The U.S. consumer must believe the recession is over. Retail sales increased again in April for the 7th month straight. Americans bought $366.4 billion of retail products and food last month, an increase of 0.4% compared to March, according to the Commerce Department (.pdf). That might not seem like a huge increase, but it's a lot better than the 0.3% decline economists predicted. It's also an 8.8% rise compared to a year earlier. Today's report reinforces the assertion that consumers are feeling more and more comfortable spending.

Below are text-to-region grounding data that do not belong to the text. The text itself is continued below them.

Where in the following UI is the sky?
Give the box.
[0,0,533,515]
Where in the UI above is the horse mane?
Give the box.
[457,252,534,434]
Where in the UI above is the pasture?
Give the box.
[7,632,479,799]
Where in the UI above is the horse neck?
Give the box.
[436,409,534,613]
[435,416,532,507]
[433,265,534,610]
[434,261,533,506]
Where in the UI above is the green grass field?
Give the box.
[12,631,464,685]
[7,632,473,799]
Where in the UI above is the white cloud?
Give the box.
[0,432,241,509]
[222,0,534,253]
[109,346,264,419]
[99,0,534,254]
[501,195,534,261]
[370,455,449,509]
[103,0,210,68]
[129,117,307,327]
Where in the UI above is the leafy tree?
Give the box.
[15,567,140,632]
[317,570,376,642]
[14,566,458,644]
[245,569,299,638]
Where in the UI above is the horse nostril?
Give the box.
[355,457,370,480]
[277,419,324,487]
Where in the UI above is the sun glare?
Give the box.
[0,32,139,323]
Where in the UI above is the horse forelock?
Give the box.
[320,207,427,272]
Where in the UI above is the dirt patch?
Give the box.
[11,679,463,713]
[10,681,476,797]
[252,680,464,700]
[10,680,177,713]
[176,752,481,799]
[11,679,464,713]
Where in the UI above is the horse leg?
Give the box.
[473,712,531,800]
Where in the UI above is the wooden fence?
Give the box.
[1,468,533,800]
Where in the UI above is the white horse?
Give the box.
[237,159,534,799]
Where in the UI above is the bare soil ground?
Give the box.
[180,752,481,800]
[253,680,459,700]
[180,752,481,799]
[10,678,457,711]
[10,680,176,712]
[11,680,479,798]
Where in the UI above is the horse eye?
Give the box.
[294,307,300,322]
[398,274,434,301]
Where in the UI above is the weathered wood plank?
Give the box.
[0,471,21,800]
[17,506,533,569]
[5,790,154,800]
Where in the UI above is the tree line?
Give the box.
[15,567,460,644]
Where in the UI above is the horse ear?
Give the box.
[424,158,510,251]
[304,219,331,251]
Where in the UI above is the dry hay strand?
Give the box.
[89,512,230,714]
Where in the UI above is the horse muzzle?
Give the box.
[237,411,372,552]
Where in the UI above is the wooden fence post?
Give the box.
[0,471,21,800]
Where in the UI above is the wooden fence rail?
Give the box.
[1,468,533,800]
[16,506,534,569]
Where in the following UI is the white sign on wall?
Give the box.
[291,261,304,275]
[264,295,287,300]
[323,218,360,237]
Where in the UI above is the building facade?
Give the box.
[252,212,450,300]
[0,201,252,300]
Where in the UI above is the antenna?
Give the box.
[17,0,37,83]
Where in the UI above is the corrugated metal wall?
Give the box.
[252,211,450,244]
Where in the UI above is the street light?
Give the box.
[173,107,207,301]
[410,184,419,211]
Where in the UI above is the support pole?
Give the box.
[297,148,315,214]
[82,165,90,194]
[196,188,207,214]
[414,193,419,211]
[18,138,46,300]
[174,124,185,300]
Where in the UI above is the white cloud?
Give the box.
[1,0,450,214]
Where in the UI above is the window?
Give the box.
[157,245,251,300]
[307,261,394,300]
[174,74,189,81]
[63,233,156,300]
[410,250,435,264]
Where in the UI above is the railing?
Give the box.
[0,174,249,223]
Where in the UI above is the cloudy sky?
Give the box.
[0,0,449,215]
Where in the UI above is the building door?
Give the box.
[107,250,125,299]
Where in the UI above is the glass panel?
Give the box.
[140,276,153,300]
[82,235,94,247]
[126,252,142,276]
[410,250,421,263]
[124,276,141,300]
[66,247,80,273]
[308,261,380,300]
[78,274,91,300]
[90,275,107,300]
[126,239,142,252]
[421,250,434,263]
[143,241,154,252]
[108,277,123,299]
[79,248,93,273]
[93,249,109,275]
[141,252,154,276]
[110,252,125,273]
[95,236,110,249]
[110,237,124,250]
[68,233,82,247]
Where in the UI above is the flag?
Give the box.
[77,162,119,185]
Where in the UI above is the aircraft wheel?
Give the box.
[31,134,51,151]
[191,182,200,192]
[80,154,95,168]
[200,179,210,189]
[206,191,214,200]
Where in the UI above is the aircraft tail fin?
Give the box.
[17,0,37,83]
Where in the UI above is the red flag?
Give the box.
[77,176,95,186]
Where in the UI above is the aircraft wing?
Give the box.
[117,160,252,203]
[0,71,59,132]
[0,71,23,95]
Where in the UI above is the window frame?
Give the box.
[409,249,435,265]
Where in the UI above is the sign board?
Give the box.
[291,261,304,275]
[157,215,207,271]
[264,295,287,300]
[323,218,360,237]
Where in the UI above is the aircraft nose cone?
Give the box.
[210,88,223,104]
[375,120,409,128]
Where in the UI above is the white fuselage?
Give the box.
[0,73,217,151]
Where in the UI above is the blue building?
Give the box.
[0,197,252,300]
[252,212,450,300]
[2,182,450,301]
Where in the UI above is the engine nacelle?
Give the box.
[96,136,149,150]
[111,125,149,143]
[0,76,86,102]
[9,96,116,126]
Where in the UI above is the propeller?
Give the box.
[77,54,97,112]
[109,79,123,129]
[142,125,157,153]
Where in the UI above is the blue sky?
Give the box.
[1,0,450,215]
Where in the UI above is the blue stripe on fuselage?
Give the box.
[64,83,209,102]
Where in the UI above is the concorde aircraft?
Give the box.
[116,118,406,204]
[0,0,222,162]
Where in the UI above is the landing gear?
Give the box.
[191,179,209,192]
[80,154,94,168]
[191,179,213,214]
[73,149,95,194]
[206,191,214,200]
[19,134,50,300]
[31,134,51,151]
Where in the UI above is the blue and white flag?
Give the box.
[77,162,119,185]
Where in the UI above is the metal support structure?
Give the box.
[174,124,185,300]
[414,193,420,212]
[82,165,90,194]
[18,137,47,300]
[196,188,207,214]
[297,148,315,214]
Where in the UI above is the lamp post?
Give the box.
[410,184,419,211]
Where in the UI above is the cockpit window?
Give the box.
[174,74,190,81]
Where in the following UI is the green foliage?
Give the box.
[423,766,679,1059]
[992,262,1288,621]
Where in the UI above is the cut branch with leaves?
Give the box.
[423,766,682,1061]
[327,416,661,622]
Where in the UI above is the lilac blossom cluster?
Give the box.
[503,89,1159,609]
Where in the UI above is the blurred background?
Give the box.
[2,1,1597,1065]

Revisions were also good news. March's retail sales growth over February was revised up from 1.9% to 2.1%. Given that huge rise in March, it's not surprising that April's comparably modest increase didn't result from across-the-board increases in the sales of all retail products. But year-over-year sales are up broadly in all categories. Here's a chart showing how some of the major components changed:
So how close are sales to their pre-recession highs? Very close. Here's a chart showing the history:
April's $366.4 billion is just 3.6% lower than the November 2007 high of $380.0 billion. April's retail sales exceeded those in February 2007. Considering the fact that unemployment is still close to 10%, with underemployment in the high-teens, that's pretty incredible. Consumers must be quite confident that the recovery has taken hold.
Note: All figures above are seasonally adjusted.